A Dynamic Retrieval-Augmented Generation System with Selective Memory and Remembrance

We introduce \emph{Adaptive RAG Memory} (ARM), a retrieval-augmented generation (RAG) framework that replaces a static vector index with a \emph{dynamic} memory substrate governed by selective remembrance and decay. Frequently retrieved items are consolidated and protected from forgetting, while rarely used items gradually decay, inspired by cognitive consolidation and forgetting principles. On a lightweight retrieval benchmark, ARM reaches near state-of-the-art performance (e.g., NDCG@5 $\approx$ 0.940, Recall@5 $=1.000$) with only $\sim$22M parameters in the embedding layer, achieving the best efficiency among ultra-efficient models ($<$25M parameters).

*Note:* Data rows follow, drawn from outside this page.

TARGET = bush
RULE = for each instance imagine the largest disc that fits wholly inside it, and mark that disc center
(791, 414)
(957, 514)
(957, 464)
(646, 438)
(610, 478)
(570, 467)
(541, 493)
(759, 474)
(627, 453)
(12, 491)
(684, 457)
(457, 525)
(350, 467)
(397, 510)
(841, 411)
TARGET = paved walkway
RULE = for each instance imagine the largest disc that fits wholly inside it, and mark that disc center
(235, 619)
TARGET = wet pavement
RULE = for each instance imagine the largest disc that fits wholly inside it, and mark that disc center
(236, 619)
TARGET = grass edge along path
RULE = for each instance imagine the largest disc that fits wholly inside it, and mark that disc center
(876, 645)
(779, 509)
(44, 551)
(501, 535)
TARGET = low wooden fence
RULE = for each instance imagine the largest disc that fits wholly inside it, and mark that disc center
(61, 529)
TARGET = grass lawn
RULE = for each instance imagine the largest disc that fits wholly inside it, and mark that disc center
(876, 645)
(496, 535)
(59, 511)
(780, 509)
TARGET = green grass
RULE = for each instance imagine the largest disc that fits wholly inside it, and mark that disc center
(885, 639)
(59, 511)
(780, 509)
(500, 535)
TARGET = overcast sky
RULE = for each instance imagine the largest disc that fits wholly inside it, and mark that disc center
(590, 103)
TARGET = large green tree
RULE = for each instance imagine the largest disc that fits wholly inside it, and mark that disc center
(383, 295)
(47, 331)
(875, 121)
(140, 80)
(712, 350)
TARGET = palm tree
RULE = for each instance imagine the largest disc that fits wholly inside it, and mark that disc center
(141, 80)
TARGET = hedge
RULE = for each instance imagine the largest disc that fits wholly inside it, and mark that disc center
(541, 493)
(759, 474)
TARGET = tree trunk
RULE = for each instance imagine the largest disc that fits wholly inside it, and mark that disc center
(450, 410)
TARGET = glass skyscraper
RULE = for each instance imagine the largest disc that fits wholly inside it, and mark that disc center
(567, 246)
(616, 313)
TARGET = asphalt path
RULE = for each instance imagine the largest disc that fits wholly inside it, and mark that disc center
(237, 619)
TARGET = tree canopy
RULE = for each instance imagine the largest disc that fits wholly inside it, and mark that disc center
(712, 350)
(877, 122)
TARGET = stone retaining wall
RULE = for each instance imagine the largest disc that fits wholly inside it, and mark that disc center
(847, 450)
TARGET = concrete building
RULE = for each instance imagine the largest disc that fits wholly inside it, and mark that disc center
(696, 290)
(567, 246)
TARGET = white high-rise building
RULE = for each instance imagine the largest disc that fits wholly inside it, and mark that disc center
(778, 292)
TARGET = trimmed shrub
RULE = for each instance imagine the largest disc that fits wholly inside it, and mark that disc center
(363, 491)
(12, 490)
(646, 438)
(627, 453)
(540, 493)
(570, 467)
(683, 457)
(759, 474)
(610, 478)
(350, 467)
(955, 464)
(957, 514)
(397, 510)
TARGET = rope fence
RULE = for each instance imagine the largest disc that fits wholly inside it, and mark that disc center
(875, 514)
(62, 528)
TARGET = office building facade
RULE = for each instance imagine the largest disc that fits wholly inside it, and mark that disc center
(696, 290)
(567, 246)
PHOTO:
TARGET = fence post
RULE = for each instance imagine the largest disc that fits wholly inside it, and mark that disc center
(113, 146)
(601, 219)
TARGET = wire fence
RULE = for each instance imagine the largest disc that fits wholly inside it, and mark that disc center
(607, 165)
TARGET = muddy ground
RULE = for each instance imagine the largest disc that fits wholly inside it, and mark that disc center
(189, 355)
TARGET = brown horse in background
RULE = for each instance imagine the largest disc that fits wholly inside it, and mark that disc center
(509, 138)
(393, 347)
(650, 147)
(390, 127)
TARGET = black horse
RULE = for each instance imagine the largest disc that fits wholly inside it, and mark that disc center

In addition, we compare static vs. dynamic RAG combinations across Llama 3.1 and GPT-4o. Llama 3.1 with static RAG achieves the highest key-term coverage (67.2\%) at moderate latency, while GPT-4o with a dynamic selective retrieval policy attains the fastest responses (8.2s on average) with competitive coverage (58.7\%). We further present an engineering optimization of the DynamicRAG implementation, making embedding weights configurable, adjustable at runtime, and robust to invalid settings. ARM yields competitive accuracy, self-regularizing memory growth, and interpretable retention dynamics without retraining the generator\color{black} and provides practical trade-off between quality, latency and memory efficiency for production and research RAG system.